I have been trying to use RDataFrames with trees which are friended but am coming into some trouble when trying to draw a 2D histogram. It seems the RDataFrame is not taking into account the trees which are ‘friended’.
I have attached some test code which highlights this issue. I compare the DF method with the normal tree method and it produces two plots which show the issue. In the DF method, the plot has all values drawn whereas using the normal tree method, only the 100 events which share the same index value are drawn.
Hi,
would it be possible for you to try your reproducer with ROOT v6.16?
It’s available on cvmfs as an lcg release (accessible from lxplus), as a binary release, and also on conda, so you would not need to recompile ROOT to try.
Thanks for the response! I will follow the JIRA. Do you know how high of a priority this is? The BuildIndex functionality is quite useful and I would quite like to move to using RDF’s!
It’s higher priority now
It is not a trivial feature to add, and there is a bit of push back to have this in in the first place due to the fact that indexed trees are slow, very slow (effectively you are doing random access of the friend TTree on your disk rather than sequential reading, which kills a number of important read speed optimizations both in ROOT and in your operating system).

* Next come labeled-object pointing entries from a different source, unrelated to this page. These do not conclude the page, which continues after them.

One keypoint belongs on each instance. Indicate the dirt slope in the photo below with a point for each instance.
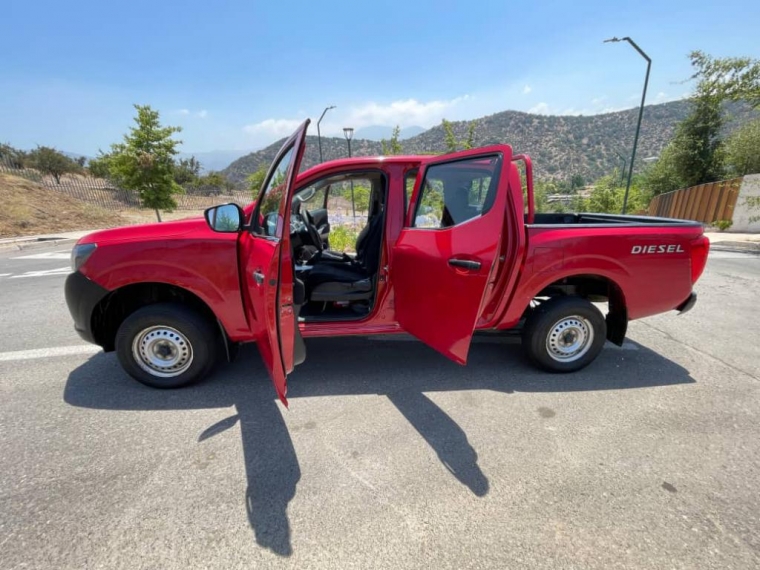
(27, 208)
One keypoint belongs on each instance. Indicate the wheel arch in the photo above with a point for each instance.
(110, 312)
(593, 287)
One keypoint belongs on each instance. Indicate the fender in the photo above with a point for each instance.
(550, 266)
(209, 272)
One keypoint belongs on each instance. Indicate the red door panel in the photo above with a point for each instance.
(441, 263)
(267, 265)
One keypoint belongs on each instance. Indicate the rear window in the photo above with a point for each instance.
(456, 192)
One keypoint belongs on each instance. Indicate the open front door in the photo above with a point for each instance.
(266, 262)
(444, 256)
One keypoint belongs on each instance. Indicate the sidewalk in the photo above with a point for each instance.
(28, 242)
(734, 241)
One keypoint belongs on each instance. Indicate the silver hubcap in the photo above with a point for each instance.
(569, 339)
(162, 351)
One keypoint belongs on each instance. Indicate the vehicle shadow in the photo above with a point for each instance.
(401, 370)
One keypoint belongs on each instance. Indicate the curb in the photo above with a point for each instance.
(736, 246)
(35, 243)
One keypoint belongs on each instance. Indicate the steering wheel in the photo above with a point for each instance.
(311, 228)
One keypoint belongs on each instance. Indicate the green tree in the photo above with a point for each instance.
(448, 136)
(662, 176)
(12, 157)
(743, 150)
(727, 78)
(394, 146)
(577, 182)
(256, 181)
(99, 166)
(49, 161)
(607, 195)
(144, 162)
(215, 179)
(698, 154)
(361, 197)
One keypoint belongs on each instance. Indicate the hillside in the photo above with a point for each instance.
(561, 146)
(29, 208)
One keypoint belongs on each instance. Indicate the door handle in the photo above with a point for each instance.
(465, 263)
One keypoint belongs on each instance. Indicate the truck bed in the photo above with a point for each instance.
(614, 220)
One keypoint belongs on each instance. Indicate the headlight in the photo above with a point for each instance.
(80, 253)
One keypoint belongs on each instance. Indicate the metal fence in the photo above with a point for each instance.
(106, 194)
(705, 203)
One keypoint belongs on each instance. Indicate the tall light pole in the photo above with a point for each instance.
(319, 135)
(348, 132)
(641, 112)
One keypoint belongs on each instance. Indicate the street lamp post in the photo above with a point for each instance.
(319, 134)
(348, 132)
(641, 112)
(625, 162)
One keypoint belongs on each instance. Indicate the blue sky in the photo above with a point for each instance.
(240, 74)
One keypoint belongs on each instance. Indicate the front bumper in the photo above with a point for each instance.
(82, 296)
(688, 304)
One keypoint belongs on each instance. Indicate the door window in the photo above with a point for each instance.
(456, 192)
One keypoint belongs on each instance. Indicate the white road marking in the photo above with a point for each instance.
(59, 271)
(49, 352)
(48, 255)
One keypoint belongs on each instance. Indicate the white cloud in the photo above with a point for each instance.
(403, 112)
(276, 127)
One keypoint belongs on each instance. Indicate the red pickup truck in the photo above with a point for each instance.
(451, 246)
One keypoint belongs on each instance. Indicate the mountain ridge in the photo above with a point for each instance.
(561, 145)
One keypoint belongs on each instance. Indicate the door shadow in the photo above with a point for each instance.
(401, 370)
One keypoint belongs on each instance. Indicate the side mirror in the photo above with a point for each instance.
(227, 218)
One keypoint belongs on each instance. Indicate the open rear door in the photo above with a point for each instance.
(267, 264)
(444, 256)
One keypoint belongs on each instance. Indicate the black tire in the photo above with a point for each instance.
(554, 333)
(187, 341)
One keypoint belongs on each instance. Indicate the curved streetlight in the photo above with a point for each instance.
(641, 112)
(319, 135)
(348, 132)
(625, 162)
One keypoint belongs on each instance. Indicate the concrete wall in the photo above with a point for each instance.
(746, 216)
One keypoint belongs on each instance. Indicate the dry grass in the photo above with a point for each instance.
(27, 208)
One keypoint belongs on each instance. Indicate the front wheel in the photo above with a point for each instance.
(564, 334)
(166, 345)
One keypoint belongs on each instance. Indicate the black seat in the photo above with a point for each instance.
(349, 279)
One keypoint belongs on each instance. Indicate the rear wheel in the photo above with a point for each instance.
(166, 345)
(564, 334)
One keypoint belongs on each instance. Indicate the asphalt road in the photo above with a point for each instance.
(390, 456)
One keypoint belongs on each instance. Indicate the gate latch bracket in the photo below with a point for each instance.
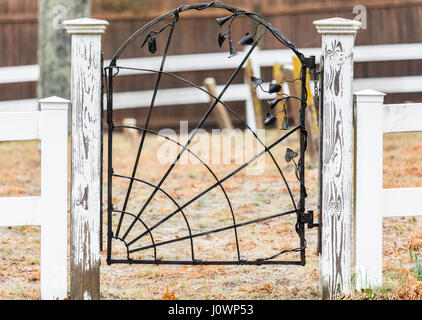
(308, 218)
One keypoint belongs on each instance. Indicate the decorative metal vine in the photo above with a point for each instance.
(250, 38)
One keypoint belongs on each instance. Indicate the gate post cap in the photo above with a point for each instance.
(368, 95)
(85, 26)
(337, 26)
(54, 103)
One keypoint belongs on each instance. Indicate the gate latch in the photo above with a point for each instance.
(308, 218)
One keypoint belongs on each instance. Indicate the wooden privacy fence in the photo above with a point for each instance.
(50, 209)
(372, 202)
(218, 61)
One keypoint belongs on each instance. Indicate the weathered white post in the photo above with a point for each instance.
(336, 158)
(53, 134)
(86, 161)
(368, 188)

So I do not feel confident enough to give a time estimation. It would greatly help, however, if you could comment on the jira issue stating why indexed trees are a must-have feature for you. In principle, one could always “unroll” the friend tree and avoid the indexing.
I will post my use case here and see if there is a better way of doing it. (If not i will add it to the JIRA)

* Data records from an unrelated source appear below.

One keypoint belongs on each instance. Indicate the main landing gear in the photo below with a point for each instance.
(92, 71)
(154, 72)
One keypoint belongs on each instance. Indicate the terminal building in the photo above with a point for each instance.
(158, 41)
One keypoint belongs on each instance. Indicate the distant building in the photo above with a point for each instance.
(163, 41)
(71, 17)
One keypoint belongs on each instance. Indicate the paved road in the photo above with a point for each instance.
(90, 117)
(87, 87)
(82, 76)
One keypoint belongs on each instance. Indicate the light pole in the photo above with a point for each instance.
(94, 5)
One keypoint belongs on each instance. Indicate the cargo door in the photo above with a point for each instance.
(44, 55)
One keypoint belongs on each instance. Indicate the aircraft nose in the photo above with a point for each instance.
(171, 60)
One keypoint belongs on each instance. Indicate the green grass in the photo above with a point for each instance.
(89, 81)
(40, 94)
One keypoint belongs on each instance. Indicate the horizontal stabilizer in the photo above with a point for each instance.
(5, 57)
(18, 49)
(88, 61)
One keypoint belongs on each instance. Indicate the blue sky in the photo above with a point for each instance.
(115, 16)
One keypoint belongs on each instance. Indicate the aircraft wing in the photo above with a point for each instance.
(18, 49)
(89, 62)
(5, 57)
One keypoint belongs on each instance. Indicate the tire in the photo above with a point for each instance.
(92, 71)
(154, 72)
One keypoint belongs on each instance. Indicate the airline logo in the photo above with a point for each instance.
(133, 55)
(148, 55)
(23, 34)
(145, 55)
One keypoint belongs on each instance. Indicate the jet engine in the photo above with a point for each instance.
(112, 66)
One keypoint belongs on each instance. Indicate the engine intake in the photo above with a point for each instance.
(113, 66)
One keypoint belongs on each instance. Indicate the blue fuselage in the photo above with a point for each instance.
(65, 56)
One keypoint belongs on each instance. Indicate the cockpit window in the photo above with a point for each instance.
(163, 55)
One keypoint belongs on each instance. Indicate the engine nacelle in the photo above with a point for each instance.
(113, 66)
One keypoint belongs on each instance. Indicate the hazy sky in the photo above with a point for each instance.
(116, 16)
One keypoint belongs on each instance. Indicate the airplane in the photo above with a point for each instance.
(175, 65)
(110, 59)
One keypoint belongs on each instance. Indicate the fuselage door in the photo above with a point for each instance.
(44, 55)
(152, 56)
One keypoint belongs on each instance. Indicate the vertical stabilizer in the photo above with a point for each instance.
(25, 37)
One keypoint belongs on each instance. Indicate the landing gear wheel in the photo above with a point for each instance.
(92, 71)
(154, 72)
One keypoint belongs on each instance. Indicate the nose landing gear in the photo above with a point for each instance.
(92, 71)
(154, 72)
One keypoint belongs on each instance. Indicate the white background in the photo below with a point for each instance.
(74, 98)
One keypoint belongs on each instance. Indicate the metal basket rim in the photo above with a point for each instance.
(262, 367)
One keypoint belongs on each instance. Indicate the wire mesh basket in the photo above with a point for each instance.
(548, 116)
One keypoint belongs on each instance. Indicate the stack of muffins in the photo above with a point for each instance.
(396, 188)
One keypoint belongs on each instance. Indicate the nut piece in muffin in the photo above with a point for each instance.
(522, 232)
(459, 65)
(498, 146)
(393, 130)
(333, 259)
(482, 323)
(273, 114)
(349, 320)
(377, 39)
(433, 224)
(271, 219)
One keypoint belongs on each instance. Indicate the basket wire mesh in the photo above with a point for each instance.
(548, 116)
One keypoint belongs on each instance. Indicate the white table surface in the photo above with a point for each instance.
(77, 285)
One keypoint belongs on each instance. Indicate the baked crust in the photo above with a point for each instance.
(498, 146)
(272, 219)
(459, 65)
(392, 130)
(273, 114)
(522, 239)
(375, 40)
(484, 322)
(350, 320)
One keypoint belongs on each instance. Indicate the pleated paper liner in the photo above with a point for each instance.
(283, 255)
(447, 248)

In our analysis we have two trees, one for truth and one for reco. I want to build a migration matrix which basically maps the truth to reco. To do so I will add the truth tree as a friend to the reco tree and then use the BuildIndex to align them to the ‘eventNumber’ of each tree. The point is there will be times where there is an event in truth but not in reco or vis versa so the ‘eventNumber’ is used as the index.
When I say “unroll” I mean that you could in principle do one pass over the friend tree and write out a new friend tree with the correct entry ordering and same number of entries as the main tree.
In other words, from the current friend tree, it must be possible to generate a new friend tree that, when looped over sequentially, yields the same entries as the original friend tree did when looped over following the eventNumber index.
RDF does support friend trees, just not ones with indexes.
The event loop with the “sequential”/“unrolled” friend tree will be at least as fast as the event loop with BuildIndex, and faster in most cases. The new friend tree might occupy more space on disk, but I would be surprised if storage space was a limitation for your usecase.
I may not be understand what you mean correctly but this seems like it would require two loops? First loop over the nominal tree to find the correct ordering and then you would need to loop over the friend tree to find the corresponding event to then copy to the new tree. Is this what you mean? If so this is surely much more computationally expensive.
Yes, you would need a first loop to read in the indexed tree and write out a new tree with all entries in the order in which you will loop over them. But you will only need to do this conversion once, so however computationally expensive it might be, if you then run over this dataset several times the speed-up you will get will make up for this preprocessing step.
Just an idea It’s not clear to me what the advantage of using indexed friend trees is in the first place (again: random acces into a TTree is very bad, performance wise)
The typical use case for Indexed Friend Tree is connected a skimmed and trim TTree with the original full TTree to get back to information that was trimmed away. In that scenario the main TTree has a subset of the entries in the original TTree and the index helps skip the entries that were dropped. (and this is case the access is not random but monotonically increasing … just sparsely)